By now, I suspect most people have heard of the passing of J.D. Salinger yesterday at the age of 91. It is a death that was both shocking, expected, and heartbreaking. Until today, I hadn't realized how much Salinger meant to me.

Of course, we all know the Salinger legend -- the bright, literary star who essentially went into complete seclusion after giving the world perhaps the greatest novel of the 20th Century, The Catcher in the Rye. Salinger's seclusion, a seeming response to the celebrity Rye brought him, made him perhaps even more famous than he had been before. Decades have been spent wondering what Salinger was up to, if another novel might emerge from his New Hampshire compound, if he would ever come back out and join the world that was so mystified by him. The answer appears to, sadly, be no -- he came back to us only with the news of his death.

Of course, now the mystery about what he'd been up to all these years will intensify. There are rumors of notebooks filled with stories, unpublished novels locked away in safes. Perhaps in Salinger we'll see the emergence of a literary Tupac and he will become more prolific in death than in life. Who knows?

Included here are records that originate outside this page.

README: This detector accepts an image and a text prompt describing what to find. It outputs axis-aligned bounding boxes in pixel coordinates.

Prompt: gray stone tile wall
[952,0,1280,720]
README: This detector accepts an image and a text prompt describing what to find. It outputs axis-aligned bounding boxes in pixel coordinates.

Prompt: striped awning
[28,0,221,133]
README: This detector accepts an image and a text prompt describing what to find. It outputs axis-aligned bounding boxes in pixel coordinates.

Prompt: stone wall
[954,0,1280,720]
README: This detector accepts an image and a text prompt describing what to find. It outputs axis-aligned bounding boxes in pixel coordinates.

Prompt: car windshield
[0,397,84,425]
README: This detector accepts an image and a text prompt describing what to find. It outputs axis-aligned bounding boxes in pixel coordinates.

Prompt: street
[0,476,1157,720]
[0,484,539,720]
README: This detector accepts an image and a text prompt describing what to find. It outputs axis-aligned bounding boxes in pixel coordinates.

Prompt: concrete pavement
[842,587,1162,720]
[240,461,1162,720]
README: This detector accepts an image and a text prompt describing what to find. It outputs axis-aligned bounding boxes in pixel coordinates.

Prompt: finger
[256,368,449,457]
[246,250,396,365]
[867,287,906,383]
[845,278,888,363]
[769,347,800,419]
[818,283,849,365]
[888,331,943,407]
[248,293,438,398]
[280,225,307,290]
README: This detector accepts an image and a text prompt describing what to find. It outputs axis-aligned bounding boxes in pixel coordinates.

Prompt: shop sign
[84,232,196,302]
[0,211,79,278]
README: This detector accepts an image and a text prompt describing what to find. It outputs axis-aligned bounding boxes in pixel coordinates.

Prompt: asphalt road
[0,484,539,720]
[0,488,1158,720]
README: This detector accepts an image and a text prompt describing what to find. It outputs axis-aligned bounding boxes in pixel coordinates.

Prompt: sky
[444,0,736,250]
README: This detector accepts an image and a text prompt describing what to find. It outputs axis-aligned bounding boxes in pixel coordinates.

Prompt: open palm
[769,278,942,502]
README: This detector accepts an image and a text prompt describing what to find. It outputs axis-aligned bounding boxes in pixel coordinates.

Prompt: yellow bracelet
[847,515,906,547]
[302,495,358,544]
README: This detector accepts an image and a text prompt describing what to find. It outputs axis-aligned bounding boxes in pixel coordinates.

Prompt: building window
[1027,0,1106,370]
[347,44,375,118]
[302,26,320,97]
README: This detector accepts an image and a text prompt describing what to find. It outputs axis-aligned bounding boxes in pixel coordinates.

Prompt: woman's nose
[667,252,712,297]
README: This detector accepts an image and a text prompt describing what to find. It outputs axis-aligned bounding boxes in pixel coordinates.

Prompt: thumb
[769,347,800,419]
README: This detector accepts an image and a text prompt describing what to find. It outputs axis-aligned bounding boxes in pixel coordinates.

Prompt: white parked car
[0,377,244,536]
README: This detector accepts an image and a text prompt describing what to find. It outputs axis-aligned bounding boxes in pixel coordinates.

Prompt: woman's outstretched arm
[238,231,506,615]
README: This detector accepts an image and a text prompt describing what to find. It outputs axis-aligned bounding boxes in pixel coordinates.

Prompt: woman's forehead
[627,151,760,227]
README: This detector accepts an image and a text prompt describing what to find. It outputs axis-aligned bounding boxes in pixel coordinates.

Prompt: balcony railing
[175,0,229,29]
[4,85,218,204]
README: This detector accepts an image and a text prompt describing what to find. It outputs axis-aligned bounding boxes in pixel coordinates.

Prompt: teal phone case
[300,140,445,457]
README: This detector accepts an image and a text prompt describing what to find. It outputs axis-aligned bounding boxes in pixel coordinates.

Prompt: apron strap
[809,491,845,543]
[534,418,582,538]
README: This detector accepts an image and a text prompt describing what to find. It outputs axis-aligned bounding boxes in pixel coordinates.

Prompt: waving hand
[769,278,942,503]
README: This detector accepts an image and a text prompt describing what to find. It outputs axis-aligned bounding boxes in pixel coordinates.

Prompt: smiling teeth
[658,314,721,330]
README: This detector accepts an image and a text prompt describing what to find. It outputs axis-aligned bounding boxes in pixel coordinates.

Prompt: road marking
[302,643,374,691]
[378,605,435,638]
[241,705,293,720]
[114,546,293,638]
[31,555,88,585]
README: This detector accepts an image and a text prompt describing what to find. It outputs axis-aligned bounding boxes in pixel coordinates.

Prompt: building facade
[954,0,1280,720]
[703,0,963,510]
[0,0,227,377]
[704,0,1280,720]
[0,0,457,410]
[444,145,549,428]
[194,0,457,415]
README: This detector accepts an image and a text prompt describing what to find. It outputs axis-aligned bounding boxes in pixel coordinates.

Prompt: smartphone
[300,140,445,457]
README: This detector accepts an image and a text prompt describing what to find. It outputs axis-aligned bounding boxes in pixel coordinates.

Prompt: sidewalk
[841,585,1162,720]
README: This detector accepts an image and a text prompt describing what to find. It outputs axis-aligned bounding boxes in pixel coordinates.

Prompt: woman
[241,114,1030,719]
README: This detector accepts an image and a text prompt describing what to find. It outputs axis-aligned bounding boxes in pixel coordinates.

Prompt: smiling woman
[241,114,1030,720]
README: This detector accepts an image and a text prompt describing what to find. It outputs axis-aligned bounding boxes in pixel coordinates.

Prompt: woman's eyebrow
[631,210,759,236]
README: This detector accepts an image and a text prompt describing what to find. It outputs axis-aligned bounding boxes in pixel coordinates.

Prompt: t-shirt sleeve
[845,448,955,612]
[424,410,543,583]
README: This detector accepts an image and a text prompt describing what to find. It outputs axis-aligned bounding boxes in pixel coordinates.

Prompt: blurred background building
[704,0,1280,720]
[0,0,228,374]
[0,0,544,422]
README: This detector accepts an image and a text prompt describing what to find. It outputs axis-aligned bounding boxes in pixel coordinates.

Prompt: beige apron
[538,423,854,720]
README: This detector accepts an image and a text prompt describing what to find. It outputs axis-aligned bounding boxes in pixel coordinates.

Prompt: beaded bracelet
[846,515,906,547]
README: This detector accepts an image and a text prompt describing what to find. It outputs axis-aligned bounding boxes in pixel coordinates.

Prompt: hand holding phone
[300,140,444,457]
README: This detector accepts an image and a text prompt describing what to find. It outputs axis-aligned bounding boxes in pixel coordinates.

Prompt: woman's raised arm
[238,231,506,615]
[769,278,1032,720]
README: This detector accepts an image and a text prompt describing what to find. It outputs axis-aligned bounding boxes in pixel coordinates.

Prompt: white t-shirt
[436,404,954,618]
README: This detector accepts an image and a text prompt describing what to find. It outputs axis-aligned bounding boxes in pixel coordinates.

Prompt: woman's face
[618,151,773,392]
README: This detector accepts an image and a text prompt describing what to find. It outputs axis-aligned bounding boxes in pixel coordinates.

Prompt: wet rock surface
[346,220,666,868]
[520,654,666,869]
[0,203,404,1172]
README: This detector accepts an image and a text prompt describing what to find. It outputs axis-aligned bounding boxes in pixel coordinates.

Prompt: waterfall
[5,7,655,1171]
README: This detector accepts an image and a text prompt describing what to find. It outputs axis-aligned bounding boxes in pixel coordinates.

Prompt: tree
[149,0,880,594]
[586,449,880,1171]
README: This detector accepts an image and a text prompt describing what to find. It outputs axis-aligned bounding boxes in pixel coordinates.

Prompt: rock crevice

Salinger's death hit me rather hard this afternoon and makes me worry that perhaps 2010 will be to my literary spirit what 2009 was to my pop culture spirit. Salinger's death comes just a week after the death of Erich Segal, author of Love Story, one of my favorite books when I was in junior high and high school. The book that replaced Love Story as my all-time favorite book once upon a time? The Catcher in the Rye. See where I'm going with this? It makes me really fear for Judy Blume and, God forbid, Harper Lee. Now talk about deaths that would leave me shattered.